Then Lindsay advanced a “new, offensive and entirely unfounded complaint against us,” reported Mrs. Baars. “She informed us that she was personally afraid that if a same-sex adoptive couple met us that we would not treat them well. Ms. Lindsay repeatedly made derogatory statements and disparaging accusations against us based on our Christian faith.”

Finally, in March, the support worker delivered the ultimatum: no Easter Bunny, no children. The Baars stuck to their guns. So did the Hamilton Children’s Aid Society. With a day’s notice, the girls were taken. As well, the agency declared, they would be entrusted with no more children.

Mrs. Baars was especially affected. “We had poured our lives into taking care of the girls. To have them suddenly ripped away from us was deeply painful,” she said. “It was days after they left that the house felt empty. Without them, I lacked the desire to do anything.”

The Calgary-based Justice Centre for Constitutional Freedoms has taken up the Baars’ cause. It is seeking their record be cleared in the agency’s files, a court declaration that their religious rights have been violated, and their court costs.

The Centre’s president, John Carpay, said, “The Hamilton Children’s Aid Society needs to be held accountable for its misguided emphasis on a single, minor issue.”
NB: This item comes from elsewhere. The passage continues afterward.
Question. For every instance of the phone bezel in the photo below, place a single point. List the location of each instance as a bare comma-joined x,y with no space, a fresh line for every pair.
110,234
“People can be good foster parents even if they refuse to say that the Easter Bunny is real, especially with the pressing shortage of foster parents which the Hamilton Children’s Aid Society itself has spoken about publicly.”

Added the Baars, “We believe that there are many Canadians of diverse ethnic and cultural backgrounds who do not believe in, or celebrate, the Easter Bunny, and who could nevertheless be good foster parents.”